As she turned to leave, the woman spoke again, more quietly. "But… there is one man who's been passing by often lately. Midnight. Not a customer. Not someone we know. Something in the way he stands, Miss. As if he's watching, not searching."

S looked at her sharply. "Watching…?"

"Yes. As if he's waiting for someone."

A few seconds of silence.

"And… I felt like he never really blinked."

S didn't know whether that was an accurate detail or merely the imagination of a frightened witness. But even such a small detail could mean something. Or nothing.

She took note of it anyway.

Then she walked back toward the main alley. Not long after, Inspector Haryo appeared from the corner, carrying two additional files. His face was tired but resolute.

"You need to see this," he said.

S opened the files. Old photographs of the previous victims. Rough sketches of their bodies before being moved from the crime scene. All victims shared a similar mutilation pattern: increasing brutality in each case, as if the killer grew more confident or more impatient.

S looked at the photos for a long time.

She compared them one by one.

Nichols – clean throat incision.

Chapman – more brutal, organs removed.

Stride – different, possibly interrupted or rushed.

Eddowes – more precise. A "message" in tissue removal.

Kelly – the peak of brutality, the peak of obsession.

Haryo waited until S finished studying them.

"What do you think?" Haryo asked.

S closed the file. Then she took a deep breath, holding the pressure that felt like a boulder on her chest.

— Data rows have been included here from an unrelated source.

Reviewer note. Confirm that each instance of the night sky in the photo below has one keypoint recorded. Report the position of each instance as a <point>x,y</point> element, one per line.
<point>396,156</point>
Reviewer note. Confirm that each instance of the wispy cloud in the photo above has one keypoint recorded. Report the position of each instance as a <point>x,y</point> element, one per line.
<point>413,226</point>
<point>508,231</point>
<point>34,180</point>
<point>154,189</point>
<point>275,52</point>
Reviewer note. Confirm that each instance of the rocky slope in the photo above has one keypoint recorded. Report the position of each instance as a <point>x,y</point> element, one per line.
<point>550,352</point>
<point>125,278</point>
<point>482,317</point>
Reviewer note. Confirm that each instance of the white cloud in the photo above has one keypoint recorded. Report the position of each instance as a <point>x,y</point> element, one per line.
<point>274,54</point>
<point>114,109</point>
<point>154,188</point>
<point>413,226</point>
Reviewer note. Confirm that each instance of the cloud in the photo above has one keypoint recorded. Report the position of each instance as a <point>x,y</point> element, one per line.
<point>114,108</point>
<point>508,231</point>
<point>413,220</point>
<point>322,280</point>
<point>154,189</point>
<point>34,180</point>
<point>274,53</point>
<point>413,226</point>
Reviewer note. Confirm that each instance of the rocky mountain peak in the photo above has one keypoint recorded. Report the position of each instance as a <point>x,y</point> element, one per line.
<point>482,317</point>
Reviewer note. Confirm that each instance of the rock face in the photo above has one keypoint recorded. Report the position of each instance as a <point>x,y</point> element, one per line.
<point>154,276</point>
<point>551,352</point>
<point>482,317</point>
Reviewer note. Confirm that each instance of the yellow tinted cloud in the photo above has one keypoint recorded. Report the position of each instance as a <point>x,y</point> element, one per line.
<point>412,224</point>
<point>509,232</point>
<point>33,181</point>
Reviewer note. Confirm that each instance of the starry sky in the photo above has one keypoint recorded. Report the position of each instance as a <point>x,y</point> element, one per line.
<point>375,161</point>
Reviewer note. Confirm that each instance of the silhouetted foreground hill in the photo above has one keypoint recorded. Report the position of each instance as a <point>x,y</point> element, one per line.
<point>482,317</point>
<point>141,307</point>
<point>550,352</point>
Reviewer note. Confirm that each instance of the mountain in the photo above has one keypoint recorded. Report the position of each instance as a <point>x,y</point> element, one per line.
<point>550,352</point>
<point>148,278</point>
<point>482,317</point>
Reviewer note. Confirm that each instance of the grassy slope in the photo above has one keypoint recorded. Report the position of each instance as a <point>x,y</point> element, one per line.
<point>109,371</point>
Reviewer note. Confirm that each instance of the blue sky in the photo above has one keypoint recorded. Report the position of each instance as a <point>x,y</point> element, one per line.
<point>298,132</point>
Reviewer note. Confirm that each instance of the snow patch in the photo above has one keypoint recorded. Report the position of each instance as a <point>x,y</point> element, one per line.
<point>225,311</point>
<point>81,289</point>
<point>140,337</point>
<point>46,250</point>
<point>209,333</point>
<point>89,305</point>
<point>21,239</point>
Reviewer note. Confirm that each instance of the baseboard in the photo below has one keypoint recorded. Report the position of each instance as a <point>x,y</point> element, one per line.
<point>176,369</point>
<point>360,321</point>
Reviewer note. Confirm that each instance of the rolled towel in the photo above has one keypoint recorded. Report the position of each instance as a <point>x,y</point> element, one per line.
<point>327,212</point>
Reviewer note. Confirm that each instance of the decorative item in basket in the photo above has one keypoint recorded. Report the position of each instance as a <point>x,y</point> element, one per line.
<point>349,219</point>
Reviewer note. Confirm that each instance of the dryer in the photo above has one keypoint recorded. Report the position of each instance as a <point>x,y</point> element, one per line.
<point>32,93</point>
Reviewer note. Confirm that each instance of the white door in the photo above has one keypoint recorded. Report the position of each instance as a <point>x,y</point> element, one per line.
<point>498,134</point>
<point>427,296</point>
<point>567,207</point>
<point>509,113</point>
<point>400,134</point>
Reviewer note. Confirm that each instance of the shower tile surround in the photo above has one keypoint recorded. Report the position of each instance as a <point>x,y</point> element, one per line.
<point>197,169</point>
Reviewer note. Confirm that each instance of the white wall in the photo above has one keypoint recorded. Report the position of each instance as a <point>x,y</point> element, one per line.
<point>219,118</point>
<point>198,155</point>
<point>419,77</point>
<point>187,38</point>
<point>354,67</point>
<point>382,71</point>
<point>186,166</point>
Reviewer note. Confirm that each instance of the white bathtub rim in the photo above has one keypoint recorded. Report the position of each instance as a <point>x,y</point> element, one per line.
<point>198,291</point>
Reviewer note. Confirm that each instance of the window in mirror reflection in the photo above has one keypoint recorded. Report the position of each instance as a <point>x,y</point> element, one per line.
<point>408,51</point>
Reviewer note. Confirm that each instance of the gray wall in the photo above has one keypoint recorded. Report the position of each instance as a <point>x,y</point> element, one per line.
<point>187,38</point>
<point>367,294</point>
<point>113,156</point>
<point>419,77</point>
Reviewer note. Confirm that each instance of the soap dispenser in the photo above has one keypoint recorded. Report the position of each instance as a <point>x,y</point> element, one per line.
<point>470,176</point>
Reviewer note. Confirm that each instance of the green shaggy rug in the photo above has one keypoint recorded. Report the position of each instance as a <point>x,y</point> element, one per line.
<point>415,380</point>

"I think he doesn't kill to satisfy an impulse," S finally answered. "He kills to dominate. To prove something. Each case escalates. And Mary Kelly… she wasn't just the final victim. She was the climax of his obsession."

Haryo nodded slowly. "So, do you think he stopped after that?"

S looked to London's night sky—the restless fog moving like the breathing of a city that never truly sleeps.

"No," she replied. "He didn't stop. He only changed. Either moved location, changed his pattern, or died without revealing who he was. But stop…? No. Someone like him doesn't stop."

The wind blew again, carrying the scent of smoke and iron. S didn't avoid it. She breathed it in deeply, as if trying to understand what the killer once did here.

The longer she stood in Whitechapel, the more she sensed that this case wasn't just about discovering who Jack the Ripper was. It was about understanding a human—one standing at the darkest edge of himself.

S looked at the alley one last time that night. She closed her notebook and tucked it into her coat. She knew that whatever she had gathered tonight was only the surface. And tomorrow, she would return with new questions.

Questions far harder to answer.

Questions that perhaps Whitechapel itself did not want answered.

But S was determined. She didn't come to London to surrender. She came to pierce the fog that had, for over a hundred years, hidden the identity of someone who stole the lives of five women who never received justice.

She came to challenge a shadow.

And that night, S walked away as the fog closed over her footsteps… as though Whitechapel itself was tending to a secret it refused to release.